This entry is adapted from the peer-reviewed paper 10.3390/cells11010130

Smoldering multiple myeloma was first identified in 1980. It is a heterogeneous asymptomatic precursor to multiple myeloma, a cancer of plasma cells, and the intermediate stage between monoclonal gammopathy of undetermined significance and multiple myeloma.

smoldering multiple myeloma multiple myeloma treatment

1. Introduction

Smoldering multiple myeloma (SMM) or asymptomatic multiple myeloma (AMM) is a heterogeneous asymptomatic precursor to multiple myeloma (MM)^[1]. It is the intermediate stage between monoclonal gammopathy of undetermined significance (MGUS) and MM, where there is a subset of patients with indolent disease and a subset with a progressive disease^[1]^[2]^[3]. SMM has an overall higher risk of progression to MM compared to MGUS^[2], at 10% per year versus 1% per year.

The term SMM was first proposed in 1980 by Kyle and Greipp after reviewing all of the MM patients at the Mayo Clinic before 1 January 1974^[4]. This led to the discovery of six patients who met the diagnosis criteria for MM at the time of ≥10% abnormal bone marrow plasma cells (BMPCs) and a serum M-protein concentration >3 g/dL^[4], but they did not present with the characteristic CRAB (hypercalcemia, renal failure, anemia, and lytic bone lesions) features of MM^[1]^[4]. Therefore, these patients were said to have SMM as an analogy to smoldering acute leukemia^[4], an asymptomatic precursor to acute leukemia.

In 2003, the International Myeloma Working Group (IMWG) proposed new criteria for the diagnosis of MM as well as its related precursors of MGUS and SMM^[5]. SMM was defined here as M-protein ≥ 3 g/dL and/or clonal BMPCs ≥ 10% with no related end-organ damage^[5], which are the CRAB features, or recurrent bacterial infections related to the malignancy. The diagnostic criteria for SMM as well as MM and MGUS were updated by the IMWG in 2014^[1]. Diagnosis of SMM now requires the absence of myeloma-defining events^[1], specifically the CRAB features and nonrecurrent bacterial infections, as well as serum M-protein (IgG or IgA) ≥ 3 g/dL or urinary M-protein ≥ 500 mg/24 h and/or 10–60% clonal BMPCs. In this new model, SMM patients with an 80% risk of progression at 2 years are now considered to have active MM and should be offered treatment^[1]. An 80% risk of progression is found in patients with one or more of the following biomarkers: clonal BMPC ≥ 60%, involved: uninvolved (i:u) serum free light chain ratio (FLCr) ≥ 100, and/or >1 focal lesion on magnetic resonance imaging (MRI). This change was made due to improved treatment options having been developed that are less toxic, as well as the strong signs of improvement with early treatment of asymptomatic high-risk patients^[1]^[6]. This also better aligns this malignancy with others because signs of severe end organ damage such as lytic bone lesions and renal failure are no longer required prior to the commencement of treatment^[1]. Properly distinguishing patients who have indolent disease versus those who will progress quickly using risk stratification models is a very important issue as it determines who will be offered treatment and when^[1]^[6]. Clinical trials involving high-risk SMM patients have also been conducted, which are presented here.
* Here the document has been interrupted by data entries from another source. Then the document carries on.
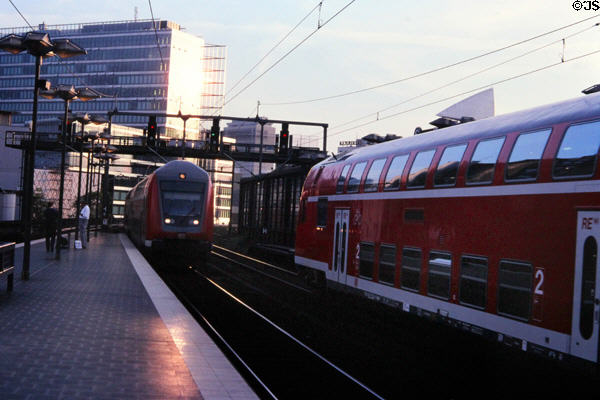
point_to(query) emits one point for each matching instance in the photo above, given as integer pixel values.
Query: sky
(369, 43)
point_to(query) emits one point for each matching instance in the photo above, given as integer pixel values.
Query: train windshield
(183, 199)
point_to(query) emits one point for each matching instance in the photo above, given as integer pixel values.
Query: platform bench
(7, 263)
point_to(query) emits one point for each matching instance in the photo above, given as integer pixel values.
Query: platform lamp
(83, 138)
(39, 45)
(105, 155)
(67, 93)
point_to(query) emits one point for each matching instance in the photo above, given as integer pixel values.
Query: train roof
(580, 108)
(172, 169)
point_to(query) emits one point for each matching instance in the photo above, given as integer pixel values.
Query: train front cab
(180, 215)
(561, 292)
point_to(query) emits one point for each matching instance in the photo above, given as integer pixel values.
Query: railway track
(389, 351)
(275, 362)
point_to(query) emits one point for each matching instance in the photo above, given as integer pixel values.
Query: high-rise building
(143, 66)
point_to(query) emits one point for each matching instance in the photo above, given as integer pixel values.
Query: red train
(491, 225)
(172, 209)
2. Treatment of Smoldering Multiple Myeloma

The standard of care for SMM patients is currently observation and not treatment^[1]. However, several clinical trials have been conducted to investigate different treatments for patients with SMM with the goal to extend the TTP or even prevent progression to symptomatic MM.

One phase 2 clinical trial conducted by Lust et al. targeted interleukin 1 (IL-1) with inhibitors^[7]. First, an in vitro study was done to determine the effectiveness of the inhibitor in IL-6 expressing MM cells^[7]. IL-6 has been shown to be essential for the development of myeloma and interleukin 1 (IL-1) β is a major stimulator of its production^[8]^[9]. The disease could be controlled by IL-1Ra alone in patients with less than 20% BMPCs^[7], while patients with over 20% BMPCs required IL-1Ra in combination with low-dose dexamethasone. At the conclusion of this trial, IL-1Ra reduced the IL-6 levels and lowered the number of BMPCs^[7], while dexamethasone reduced the IL-1β levels in SMM patients. This led to a chronic disease state in patients with an improved PFS^[7].

Mateos et al. (2013) performed a phase 3 trial with high-risk SMM patients^[6]. Patients were assigned either treatment with lenalidomide and dexamethasone followed by lenalidomide maintenance or observation^[6]. Lenalidomide is an immunomodulatory drug and dexamethasone is a glucocorticoid^[6]. The median TTP and 3-year survival rate improved significantly in patients receiving the treatment^[6], with 77% PFS in the treatment group versus 30% in the control group. OS increased from 80% in the control group to 94% in the treatment group with 90% of the treated patients reaching partial response (PS) or greater during lenalidomide maintenance^[6]. The conclusion of this trial was that the treatment with lenalidomide and dexamethasone followed by a lenalidomide maintenance could be used to treat high-risk SMM patients and extend the TTP, PFS, and OS^[6].

Mateos et al. (2016) conducted a long-term follow up of the Mateos ’s 2013 study ^[6]^[10]. The results confirmed the extended TTP in patients treated with both drugs in comparison with the observation group^[10]. Furthermore, dexamethasone was added to the lenalidomide maintenance period in case of progression during maintenance^[10]. Disease control was achieved in two-thirds of patients receiving this combination maintenance whereas 64% of patients receiving only lenalidomide maintenance progressed to MM^[10].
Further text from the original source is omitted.